3. Allowing your need to be right to be more important than your need to be happy.
One of the biggest relationship challenges of all is the need to be right. This need causes power struggles, mistrust, and conflict in relationships. This need to be right has a negative impact on communication, setting and achieving relationship goals, cooperation with financial issues, and intimacy and s3xual struggles.
If you need to be right above all else, your partner will feel judged, unimportant, insignificant, unloved and under-valued for who they are. What makes relationships work is when both partners align with the relationship, not themselves.
Your challenge is to see the value in your partners views and beliefs and to consider their points of view. This helps broaden your perspective of your partner’s experience, and deepens the meaning of the relationship.
Doing this promotes inner happiness , and shows your partner you care about them, value their perspective, and value your relationship with them .
4. Sweeping important issues under the rug.
Many relationship concerns and issues get ignored, overlooked, and buried because of the daily rush around work, raising kids and meeting other needs and obligations. These demands leave little to no time or energy for partner-to-
partner discussion. Maybe one or both of you dread confrontation and conflict, or maybe you just don’t make the time to talk things out and work through issues together .
Sweeping problems under the rug is avoidance, which only leads to bigger challenges and problems arising later on. You can only avoid an issue for so long before it shows its ugly self in the way of resentment, tension, arguments, and
mistrust. As the saying goes, “What you resist will persist.”
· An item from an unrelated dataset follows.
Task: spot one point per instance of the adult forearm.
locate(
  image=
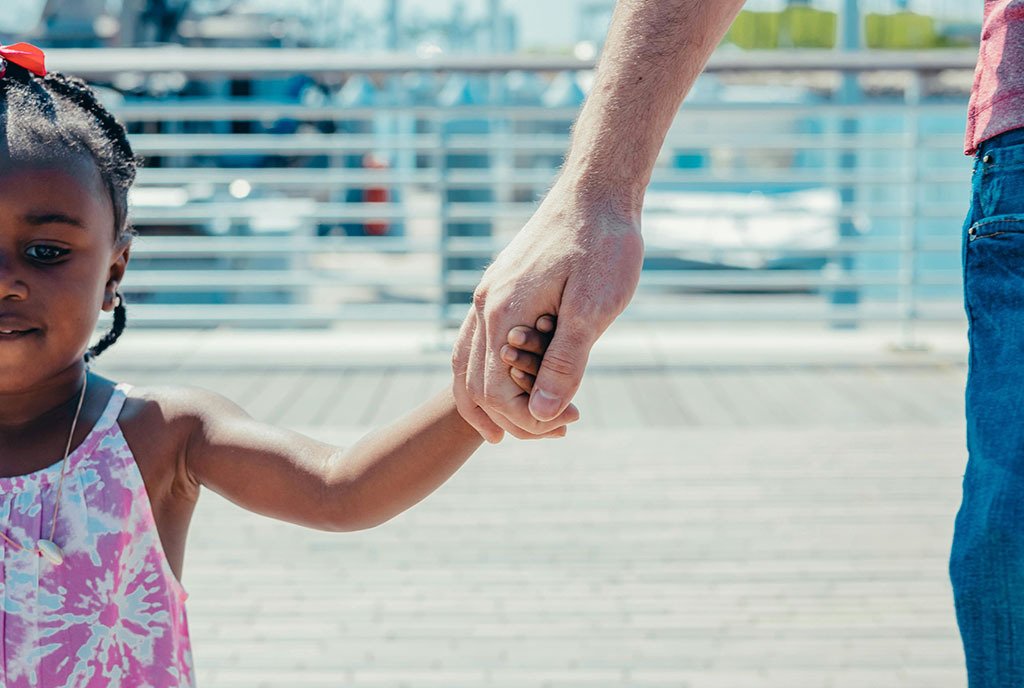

Learn to accept and deal with issues and conflict as they happen to avoid greater conflict and hurt in the future. Use constructive problem-solving skills and seek to be proactive rather than reactive within the issue and the discussion around problem-solving it.
5. Putting your children’s needs first.
As more single and divorced adults are raising children on their own, they continue to seek a suitable life partner. While dating and blending families as a couple can be a wonderful experience, it can also be challenging and
difficult, full of frustration, misunderstanding, tension and resentment.
Researcher E. Mavis Hetherington, PhD found that the the divorce rate for second marriages “to be 50 percent higher in remarriages with stepchildren.” Not all blended families have the same level of complexity, Dr. Hetherington went on to specify that in “simple stepfamilies” (where only one partner brought a child or children to the new marriage) the overall divorce rate is 65%, whereas when both partners have children from previous
relationships (“complex stepfamilies”) the divorce rate is slightly more than 70%.
There is often much resistance and struggle from the children, and a major adjustment for them. Children may feel powerless, because the blending is not their choice. This can cause greater resistance and defiance to one or both partners/parents in the relationship.